Book and CD on sale now
 It will be revealed to the Babylock dealers and retailers for the first time this month and I needed to give the display booth some small, unfinished samples to be handled and examined by a crowd. I am working feverishly to finish some more samples by the end of the month and will post them when they are ready.  This book was written as a Manual to go with the Embellisher machine (but many of you have already purchased one for yourselves)  and we'll see what happens after the rest of the world is introduced to it.

Monday, August 1, 2011

The ART of Machine Needle Felting Book on Sale

Some of you have been looking to purchase this book at a previous post on this blog from last December so I decided to repost the information here.  I am having a Mid-Summer sale on this book and CD for those of you who want to get started in on needle felting for the fall creative season.  I always order too many books at this time of year myself for my fall art studies and so I am passing the excitement on to you.  I get tired of the long, hot days and want to clean up my studio and start in on new felting ideas brewing from the summer.  So here it is. 

Now 20% off Retail

Mid-Summer Sale - 20% OFF MACHINE NEEDLE FELTING HANDBOOK AND CD.  If you have even thought about purchasing this book, now is the time to do so during this Mid-Summer Sale.  If you have been curious about this new fiber art media; if you have been looking for a workbook to get you started with your new felting machine; if you need lessons for making samples and trying new materials and methods; if you want projects and patterns for beginning as well as seasoned needle felters, then this book is for you.  To see photos of some of the projects, or to purchase the book, go to www.fabricartbylinda.com and click on the button that says “Online Store.”  At the top of that page you will see a picture of the book with a yellow button underneath it that says, “Buy Now.”  If you click on that button, a page will open that takes you through the transaction with a credit card, even if you do not have a Paypal account.  You can also view a video by Sewing With Nancy on one of the projects in the book.  Enjoy!

with Nancy Video
 I also wanted to follow up with a picture of the carded alpaca fiber from a previous post on March 29, 2011 entitled, "Drum Carder - Do You Need One?"  In that post I explained the process of breaking down and purchasing the best carding machine on the market.  I am so glad I did because I have saved a ton of money on processing fiber myself and learning how to dye it myself to get many colors that are not available on the market.  For more information about dyeing your own roving, please visit my previous post entitled, "Dyeing Roving for Felting" from May 21, 2011.
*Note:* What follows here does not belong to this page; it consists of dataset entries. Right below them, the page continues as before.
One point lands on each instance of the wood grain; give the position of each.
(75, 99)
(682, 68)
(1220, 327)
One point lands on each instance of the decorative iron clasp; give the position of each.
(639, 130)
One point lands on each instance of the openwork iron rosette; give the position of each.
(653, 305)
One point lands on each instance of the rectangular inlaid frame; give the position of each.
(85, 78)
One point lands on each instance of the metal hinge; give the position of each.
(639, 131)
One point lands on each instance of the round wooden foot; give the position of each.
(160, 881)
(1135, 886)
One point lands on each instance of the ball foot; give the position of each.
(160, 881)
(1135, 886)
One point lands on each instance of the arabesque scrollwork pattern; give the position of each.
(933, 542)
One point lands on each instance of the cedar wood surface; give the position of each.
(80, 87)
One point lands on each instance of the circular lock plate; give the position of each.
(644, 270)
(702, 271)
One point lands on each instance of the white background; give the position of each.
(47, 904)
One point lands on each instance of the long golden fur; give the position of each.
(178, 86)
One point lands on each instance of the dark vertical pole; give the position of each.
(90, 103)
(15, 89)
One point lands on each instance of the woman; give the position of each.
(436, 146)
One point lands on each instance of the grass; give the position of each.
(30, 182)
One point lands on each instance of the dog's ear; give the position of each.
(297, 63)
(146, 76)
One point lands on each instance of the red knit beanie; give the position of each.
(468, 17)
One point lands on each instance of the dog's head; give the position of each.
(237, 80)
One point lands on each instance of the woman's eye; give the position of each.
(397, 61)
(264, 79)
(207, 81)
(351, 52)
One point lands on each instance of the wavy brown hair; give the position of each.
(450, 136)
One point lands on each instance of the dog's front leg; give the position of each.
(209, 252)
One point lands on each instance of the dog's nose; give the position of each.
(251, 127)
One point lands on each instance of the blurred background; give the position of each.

The drum carder I am using is the Big Tom motorized carder from Fancy Kitty.  To view all their carding products, go to  http://www.fancykitty.com/index.html.  This machine stands at about 15 inches high by 12 inches wide and 24 inches long.  It is not at all like the small hand-crank models that cost a fortune. 

Big Tom Drum Carder
I found the Caliope Creek Alpaca Ranch in my neighborhood and purchased the fleece from Maybelline, the white Huacaya Alpaca female.  For more about this visit my blog from April 28, 2011 entitled, "Washing Raw Fleece."  Here is a photo of Maybelline:

Here is a picture of her fleece all washed and carded with the Big Tom.

Carded Alpaca Fleece
The sheets of carded fiber in the background of the photo have all been peeled right off the  12 inch drum.  When I had finished carding the sheets, they stood at about 24 inches tall.  I had to push them down so they could fit into this photo.  The small clouds of fiber in the forground were too short to make it around the large drum so it was peeled off the smaller "Licker In" drum at the front of the carder.  I have been using this short-staple fiber on my current felted art piece (blog for next time) and it is very useful just as it is.  I know that spinners don't like short fibers but I just love them as a felter.  This carding job would not have been possible with anything smaller than the Big Tom.  I could sit and card for hours while watching the news on my laptop up in my studio and it seemed like I would never get through it all but I did.  I cannot imagine doing this on a hand-crank model.  In a future blog, I will show my felting studio and supplies but that's all for now.